The small number of people who have undergone testing of immune response following vaccine have confirmed variability that spans multiple orders of magnitude in antibody levels achieved. Certain people may benefit from a higher dose vaccine and/or a sooner booster, while others may not require a booster as often or a lower dose. Currently, we are not yet able to differentiate between the former and latter. That’s because vaccine development, like most of medicine, historically looks to population-based data—in this case, by assessing mean levels of antibody production, or reported side effects, and, most importantly, the percentage of people who contract an illness after receiving a vaccine. Clinical studies of immunogenicity are carried out in small subpopulations and extrapolated to essentially the global populations, despite there being a heterogenous immune response to vaccines. As the COVID journey unfolded, the emergence of variants has made the landscape even more complex. Ultimately, the goal of all vaccination programs is to identify the safest possible dose and frequency delivering the optimal immune response to protect the individual.

Measuring vaccine reactogenicity

Powerful wearable sensor technologies, especially when supported by artificial intelligence (AI)-driven personalized analytics can provide a comprehensive and objective individual physiologic profile of a person’s unique response to vaccination. Medical-grade biosensors capture and learn a person’s pre-vaccination baseline and create a physiologic digital twin.
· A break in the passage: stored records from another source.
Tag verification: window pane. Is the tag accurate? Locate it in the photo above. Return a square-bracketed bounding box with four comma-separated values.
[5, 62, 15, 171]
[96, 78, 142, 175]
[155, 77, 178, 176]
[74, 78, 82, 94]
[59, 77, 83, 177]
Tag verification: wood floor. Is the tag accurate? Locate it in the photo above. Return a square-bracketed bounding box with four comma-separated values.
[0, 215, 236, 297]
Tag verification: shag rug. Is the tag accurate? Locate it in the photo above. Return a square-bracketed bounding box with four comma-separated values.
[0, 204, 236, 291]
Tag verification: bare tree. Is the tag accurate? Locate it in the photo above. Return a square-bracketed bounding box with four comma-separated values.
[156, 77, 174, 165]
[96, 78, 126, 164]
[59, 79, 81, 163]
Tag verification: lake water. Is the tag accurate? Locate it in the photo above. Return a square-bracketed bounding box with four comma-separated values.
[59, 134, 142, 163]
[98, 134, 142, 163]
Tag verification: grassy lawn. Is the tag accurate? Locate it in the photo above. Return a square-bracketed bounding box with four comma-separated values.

Going forward, the individual is continuously compared to their digital twin, which effectively removes expected variations, leaving only vaccine-induced differences. By doing so in real time, the system can precisely determine the onset, duration, and extent of an inflammatory response.

An important study is underway to generate new insights into a more targeted approach to vaccine development. The Vaccine-Induced Inflammation Investigation (VIII) Study: The “Eight” Study and its Immunologic Response Sub-study seeks to identify individual differences in physiologic changes associated with immune system activation in patients receiving vaccinations against COVID. For the VIII study, participants wear a biosensor beginning two to five days prior to vaccine and continue for up to seven days after. The digital twin created over the baseline period allows subtle physiological changes in the hours and days after receiving a vaccination to be detected and tracked until they return to that individual’s normal.

Beyond identifying the inter-individual variability in the physiologic measure of vaccine-induced inflammation, a key goal is to explore the association between that inflammation and that person’s subsequent immune response to the vaccine. In a sub-study, participants will also undergo serial blood testing to identify vaccine-induced humoral and T-cell immune responses in the short and medium term. The correlations between immediate physiological responses, antibody production, and cellular immunity will help define new metrics for targeted vaccination delivery.

The VIII study moves well beyond the traditional method of testing the collective response of a vaccine in large populations. The personalized predictive analytics provide a precision method to identify how an individual’s immune system responds to a vaccine, offering an unprecedented opportunity to measure vaccine efficacy and safety. The VIII study is expected to provide the most rigorous, detailed, objective evaluation of vaccine-induced reactogenicity and immunogenicity to date.